Le premier épisode de notre enquête a révélé la galère de jeunes cultivateurs qui peinent à acquérir leur premier lopin de terre pour démarrer leur activité. La voracité des grandes firmes pour les champs risque encore de compliquer cette difficile quête des premiers sillons. Plutôt que de contractualiser avec les agriculteurs, certaines entreprises préfèrent en effet s’accaparer directement les terres, pour maîtriser leur approvisionnement. En avril, Clarins a ainsi acquis 115 hectares de terres dans le Gard, pour 10 millions d’euros. Le groupe prévoit d’y planter dès cet automne des arbres fruitiers et des plantes, qui entreront dans la composition de ses produits cosmétiques.

Cet intérêt des géants de la beauté pour nos campagnes n’est pas nouveau. Comme l’avait révélé la journaliste Lucile Leclair dans son essai Hold-up sur la terre (Ed. Seuil), Chanel et L’Oréal ont acheté à prix d’or des parcelles près de Grasse (Alpes-Maritimes). Les géants de l’agroalimentaire sont aussi à l’offensive, à l’instar de l’italien Euricom et de ses 1 300 hectares de rizière en Camargue. Altho, le producteur des chips Brets, est propriétaire de 3 exploitations qui cultivent 135 hectares, dont 55 en location, autour de son usine de transformation de Saint-Gérand, dans le Morbihan. La grande distribution n’est pas en reste. Au travers de sa foncière Ceetrus, l’enseigne Auchan dispose par exemple de plusieurs centaines d’hectares, qu’elle compterait convertir en potagers géants pour approvisionner ses rayons fruits et légumes.

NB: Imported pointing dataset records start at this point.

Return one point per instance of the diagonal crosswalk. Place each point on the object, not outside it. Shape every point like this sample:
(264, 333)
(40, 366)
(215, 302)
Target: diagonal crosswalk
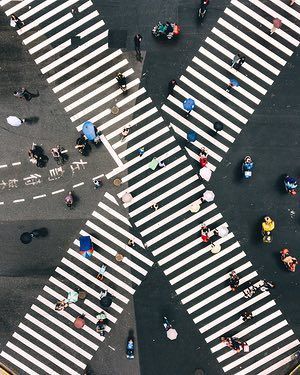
(73, 55)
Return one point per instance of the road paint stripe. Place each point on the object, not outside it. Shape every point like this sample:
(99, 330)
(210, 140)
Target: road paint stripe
(239, 321)
(246, 51)
(51, 345)
(204, 276)
(82, 74)
(39, 196)
(211, 285)
(96, 52)
(257, 31)
(19, 200)
(77, 185)
(113, 252)
(63, 32)
(57, 191)
(58, 336)
(17, 363)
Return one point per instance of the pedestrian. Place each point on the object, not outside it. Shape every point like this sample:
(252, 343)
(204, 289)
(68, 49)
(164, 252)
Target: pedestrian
(276, 25)
(15, 121)
(102, 270)
(246, 315)
(234, 281)
(61, 305)
(15, 21)
(130, 242)
(124, 133)
(203, 157)
(141, 151)
(204, 232)
(171, 86)
(79, 321)
(154, 206)
(97, 184)
(137, 46)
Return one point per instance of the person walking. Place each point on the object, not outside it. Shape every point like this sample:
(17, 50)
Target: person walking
(276, 25)
(137, 46)
(15, 21)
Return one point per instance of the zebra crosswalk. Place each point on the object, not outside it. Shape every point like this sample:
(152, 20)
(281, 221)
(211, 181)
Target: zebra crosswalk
(73, 54)
(46, 341)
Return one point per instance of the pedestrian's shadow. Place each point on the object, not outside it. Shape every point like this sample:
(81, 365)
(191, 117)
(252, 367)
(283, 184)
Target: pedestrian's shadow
(32, 120)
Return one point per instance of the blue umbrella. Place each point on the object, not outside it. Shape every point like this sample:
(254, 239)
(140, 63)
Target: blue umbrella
(88, 130)
(189, 104)
(234, 82)
(191, 136)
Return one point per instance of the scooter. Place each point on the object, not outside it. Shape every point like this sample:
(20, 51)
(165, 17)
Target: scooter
(291, 185)
(203, 9)
(289, 261)
(130, 348)
(247, 167)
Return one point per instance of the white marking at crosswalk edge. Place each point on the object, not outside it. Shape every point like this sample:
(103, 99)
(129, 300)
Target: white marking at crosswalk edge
(266, 23)
(43, 353)
(189, 125)
(29, 357)
(65, 31)
(230, 55)
(153, 176)
(226, 66)
(111, 151)
(245, 50)
(111, 198)
(257, 31)
(114, 213)
(58, 336)
(85, 72)
(274, 14)
(51, 345)
(258, 350)
(212, 285)
(18, 363)
(239, 321)
(220, 90)
(74, 52)
(204, 276)
(99, 89)
(241, 307)
(206, 262)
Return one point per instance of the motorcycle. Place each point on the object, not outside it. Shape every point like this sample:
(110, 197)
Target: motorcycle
(130, 348)
(122, 82)
(69, 200)
(203, 8)
(289, 261)
(291, 185)
(168, 30)
(247, 167)
(267, 227)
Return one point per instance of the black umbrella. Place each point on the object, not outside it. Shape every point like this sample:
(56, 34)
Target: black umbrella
(105, 301)
(218, 126)
(26, 237)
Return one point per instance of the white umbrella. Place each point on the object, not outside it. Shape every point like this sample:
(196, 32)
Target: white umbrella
(209, 196)
(195, 207)
(14, 121)
(222, 231)
(172, 334)
(205, 173)
(127, 197)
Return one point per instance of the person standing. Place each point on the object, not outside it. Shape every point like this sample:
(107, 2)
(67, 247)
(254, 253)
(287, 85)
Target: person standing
(137, 46)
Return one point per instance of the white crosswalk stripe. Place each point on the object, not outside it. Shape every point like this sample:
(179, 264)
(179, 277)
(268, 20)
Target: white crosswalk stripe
(83, 73)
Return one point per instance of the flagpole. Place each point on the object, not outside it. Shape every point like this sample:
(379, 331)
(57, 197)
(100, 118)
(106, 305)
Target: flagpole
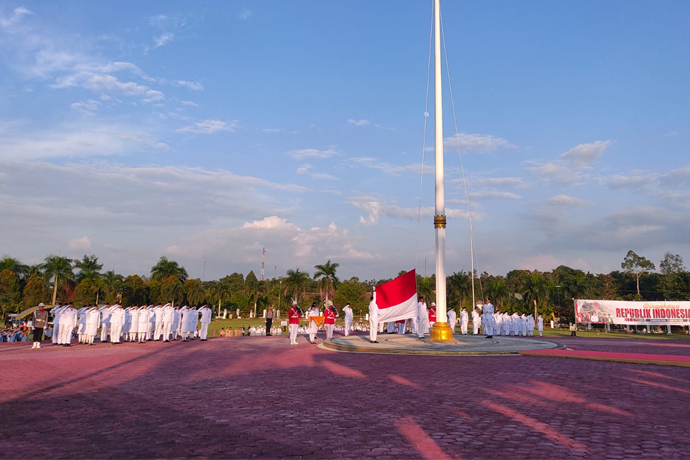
(441, 331)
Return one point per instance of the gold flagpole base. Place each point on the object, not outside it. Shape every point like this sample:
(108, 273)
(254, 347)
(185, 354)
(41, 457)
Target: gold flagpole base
(441, 332)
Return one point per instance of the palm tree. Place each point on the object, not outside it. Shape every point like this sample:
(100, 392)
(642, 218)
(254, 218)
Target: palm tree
(294, 281)
(89, 268)
(57, 268)
(195, 291)
(536, 290)
(326, 275)
(460, 286)
(166, 268)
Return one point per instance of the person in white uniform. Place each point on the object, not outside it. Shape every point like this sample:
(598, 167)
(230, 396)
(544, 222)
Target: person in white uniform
(476, 321)
(422, 318)
(93, 322)
(168, 319)
(175, 331)
(205, 321)
(373, 319)
(313, 327)
(81, 325)
(68, 320)
(157, 322)
(117, 322)
(488, 313)
(348, 319)
(452, 319)
(464, 321)
(105, 322)
(144, 324)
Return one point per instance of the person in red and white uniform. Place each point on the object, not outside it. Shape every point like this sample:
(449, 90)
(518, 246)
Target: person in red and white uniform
(294, 314)
(329, 319)
(432, 314)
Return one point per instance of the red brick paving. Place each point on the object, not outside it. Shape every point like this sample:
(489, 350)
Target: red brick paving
(258, 397)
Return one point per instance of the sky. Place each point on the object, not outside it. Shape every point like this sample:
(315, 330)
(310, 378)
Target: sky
(206, 131)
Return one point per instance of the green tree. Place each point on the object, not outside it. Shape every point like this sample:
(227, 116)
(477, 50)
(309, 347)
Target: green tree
(16, 267)
(10, 295)
(172, 290)
(326, 276)
(85, 292)
(166, 268)
(135, 292)
(35, 291)
(636, 266)
(194, 291)
(296, 281)
(88, 268)
(57, 269)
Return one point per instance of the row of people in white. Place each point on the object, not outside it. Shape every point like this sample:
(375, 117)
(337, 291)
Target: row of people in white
(133, 323)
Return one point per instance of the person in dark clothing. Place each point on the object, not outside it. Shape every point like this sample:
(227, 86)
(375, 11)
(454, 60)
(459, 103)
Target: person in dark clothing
(269, 320)
(40, 322)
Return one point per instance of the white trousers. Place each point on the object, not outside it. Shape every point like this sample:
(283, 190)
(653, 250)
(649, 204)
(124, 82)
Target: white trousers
(348, 326)
(167, 327)
(329, 330)
(422, 326)
(65, 334)
(115, 333)
(373, 328)
(158, 331)
(293, 332)
(203, 332)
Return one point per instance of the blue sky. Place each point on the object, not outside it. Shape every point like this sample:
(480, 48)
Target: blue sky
(132, 130)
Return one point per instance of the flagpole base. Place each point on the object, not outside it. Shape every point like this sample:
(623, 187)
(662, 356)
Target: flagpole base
(441, 332)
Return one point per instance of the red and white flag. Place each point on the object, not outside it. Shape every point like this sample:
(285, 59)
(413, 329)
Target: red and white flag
(397, 299)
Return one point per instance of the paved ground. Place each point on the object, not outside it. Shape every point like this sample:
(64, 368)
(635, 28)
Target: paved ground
(258, 397)
(462, 345)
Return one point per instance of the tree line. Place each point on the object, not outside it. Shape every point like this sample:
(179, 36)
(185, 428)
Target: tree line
(83, 282)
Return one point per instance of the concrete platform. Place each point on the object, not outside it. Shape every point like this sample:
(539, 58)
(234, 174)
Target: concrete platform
(462, 345)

Les magouilles foncières échappent encore trop souvent aux contrôles de la Safer, le gendarme des champs

Les syndicats, Confédération paysanne en tête, dénoncent cette «agriculture de firme», guidée par la recherche de rendements au détriment des considérations écologiques ou alimentaires. «C’est une vision bien manichéenne, conteste de son côté Sylviane Jaccoux d’Eyssautier, avocate spécialiste en droit rural. Car lorsqu’il s’agit d’acheter des terres, les premiers rivaux des agriculteurs sont souvent les agriculteurs eux-mêmes

De fait, les exploitants n’hésitent pas à recourir d’eux-mêmes à des méthodes peu orthodoxes pour s’agrandir, au détriment de leurs voisins ou des néopaysans. Leur but : échapper aux contrôles du gendarme des champs, la Société d’aménagement foncier et d’établissement rural (Safer), censée lutter contre la concentration foncière. En principe, cette institution, dont les commissions accueillent localement aussi bien des représentants de syndicats agricoles (en particulier la toute-puissante FNSEA) que des délégués des chambres d’agriculture, des collectivités territoriales ou des banques, a un droit de préemption sur les terrains mis en vente. Afin de pouvoir les céder ensuite, en priorité, à un jeune agriculteur bio en quête de terres.